Overview
Green Acorns basically took a regular indica, fed it steroids and bedtime stories, then named it after the thing you can no longer operate after smoking it. This strain is for people who want to feel like they're wrapped in a weighted blanket that's also hugging them back. The buds look like tiny purple snowmen covered in sugar, which is fitting because you'll be as immobile as Frosty after three hits.
Effects
Imagine your brain is a computer and Abacus just installed the world's longest update—except the update is just screensavers of sheep jumping fences. Within minutes you're operating on a dial-up connection to reality. Users report feeling like they're being slowly lowered into a warm bath made of marshmallows and regrets. Perfect for people who need help remembering what standing feels like.
Flavor & Aroma
Smells like someone spilled potpourri in a pine forest and then tried to cover it up with candy. The first hit tastes like your grandma's spice drawer had a baby with a sugar cube, then it morphs into something that reminds you of eating dirt—if dirt was delicious and cost $60 an eighth. The pungent aroma is so strong it could get your neighbor's dog high through the walls.
Growing
Apparently grows 10-15% better than other strains, which is great news for people who can still do math while high (spoiler: you won't be one of them).

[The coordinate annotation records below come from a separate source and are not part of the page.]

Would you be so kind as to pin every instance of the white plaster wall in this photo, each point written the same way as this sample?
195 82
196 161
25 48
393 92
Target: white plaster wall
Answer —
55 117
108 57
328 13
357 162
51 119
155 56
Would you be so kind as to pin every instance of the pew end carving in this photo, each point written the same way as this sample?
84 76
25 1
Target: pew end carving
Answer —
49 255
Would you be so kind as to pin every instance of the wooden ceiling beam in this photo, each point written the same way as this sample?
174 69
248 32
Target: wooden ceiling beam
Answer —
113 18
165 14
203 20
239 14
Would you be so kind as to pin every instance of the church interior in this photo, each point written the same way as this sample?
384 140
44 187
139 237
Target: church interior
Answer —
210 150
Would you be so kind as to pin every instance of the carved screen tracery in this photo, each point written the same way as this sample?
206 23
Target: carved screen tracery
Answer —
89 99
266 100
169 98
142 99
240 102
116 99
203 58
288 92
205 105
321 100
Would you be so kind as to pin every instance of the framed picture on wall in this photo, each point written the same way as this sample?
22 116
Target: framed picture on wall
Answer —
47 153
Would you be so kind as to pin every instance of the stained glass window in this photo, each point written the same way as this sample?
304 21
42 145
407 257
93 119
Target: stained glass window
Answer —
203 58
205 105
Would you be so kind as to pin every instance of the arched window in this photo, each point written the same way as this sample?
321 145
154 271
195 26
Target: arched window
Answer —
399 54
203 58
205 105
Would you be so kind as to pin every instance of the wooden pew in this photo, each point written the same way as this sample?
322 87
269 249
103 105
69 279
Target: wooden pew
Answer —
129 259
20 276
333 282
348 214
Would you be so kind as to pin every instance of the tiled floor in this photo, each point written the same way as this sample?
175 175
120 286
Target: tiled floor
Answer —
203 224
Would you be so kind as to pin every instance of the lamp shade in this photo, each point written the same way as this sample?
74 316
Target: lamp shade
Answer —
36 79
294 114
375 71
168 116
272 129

These dense purple monsters can reach 2-3 inches in diameter, making them the perfect size to stare at for three hours while contemplating the word "purple." Green Acorns did all the hard work so you can do none of it.
Medical Benefits
Doctors hate this one weird trick for instantly curing the ability to give a fuck. Great for insomnia, anxiety, chronic pain, and the condition known as "having too many responsibilities." The trace CBD (0.2-0.5%) is like bringing a pool noodle to a tsunami, but somehow it all works. Side effects may include forgetting you have a body and discovering new depths of your couch.
Who It's For
Ideal for people whose Google calendar looks like a game of Tetris and whose coping mechanism is becoming temporarily furniture. Not recommended for anyone who needs to operate heavy machinery like forks. If your evening plans include "exist horizontal" and you've already accepted that tomorrow will start whenever your phone battery dies, congratulations—you've found your spirit animal in plant form.